De fait, les collectivités se voient souvent dans l'incapacité de débloquer les fonds pour la réhabilitation de leur réseau, car nombre d'entre elles sont encore en prise avec la mise en conformité des stations d'épuration. Voilà pourtant quinze ans que la directive européenne relative au traitement des eaux résiduaires urbaines (Deru) a été transposée en droit français, et sa mise en oeuvre doit être achevée en 2011. Les agences de l'eau elles-mêmes sont débordées par les demandes d'aide concernant les usines de traitement et les reprises de rejets directs.
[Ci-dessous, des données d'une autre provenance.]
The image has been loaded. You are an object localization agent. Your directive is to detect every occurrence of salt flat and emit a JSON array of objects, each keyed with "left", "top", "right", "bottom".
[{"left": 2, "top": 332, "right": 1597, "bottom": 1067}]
Ce qui ne les empêche pas de penser à l'avenir. « L'agence de l'eau Loire-Bretagne ne peut aider au financement une réhabilitation que si elle a un effet direct sur le fonctionnement du réseau, explique Betrand Ollagnon. Mais dans le cadre de son neuvième programme, qui couvre la période 2007-2012, l'agence a renforcé ses exigences en matière de contrôle et de qualité de mise en oeuvre des réseaux d'assainissement ». Car c'est aussi dès la pose des ouvrages neufs qu'il faut intervenir pour optimiser la longévité du réseau. Les autres agences suivent aussi cette voie. « Nous subordonnons nos aides pour les travaux neufs à l'application de la charte nationale de qualité relative à la pose des réseaux d'assainissement », indique Bernard Jayet, chef du service collecte assainissement de l'agence de l'eau Adour-Garonne. Cette charte, rédigée par l'Astee et signée en 2006, liste les pratiques à suivre au moment de la construction et de la réception des travaux. « Aujourd'hui, deux tiers des départements français qui ont engagé des travaux neufs l'ont fait sous charte. Son élargissement aux opérations de réhabilitation est en cours de rédaction et devrait voir le jour en 2010 », annonce Daniel Villessot.
PLAN D'ATTAQUE
La prise de conscience des acteurs publics est réelle, et peu à peu le plan d'attaque se met en oeuvre. Restera ensuite à s'occuper du domaine privé. À l'étranger, certaines sociétés proposent déjà aux particuliers de petits systèmes portables pour réaliser la réhabilitation de leurs branchements. En France, il n'y a aujourd'hui aucune obligation réglementaire dans ce domaine. Mais les normes de construction sont à n'en pas douter appelées à se rapprocher de celles en vigueur dans le domaine public. La réhabilitation a de beaux jours devant elle.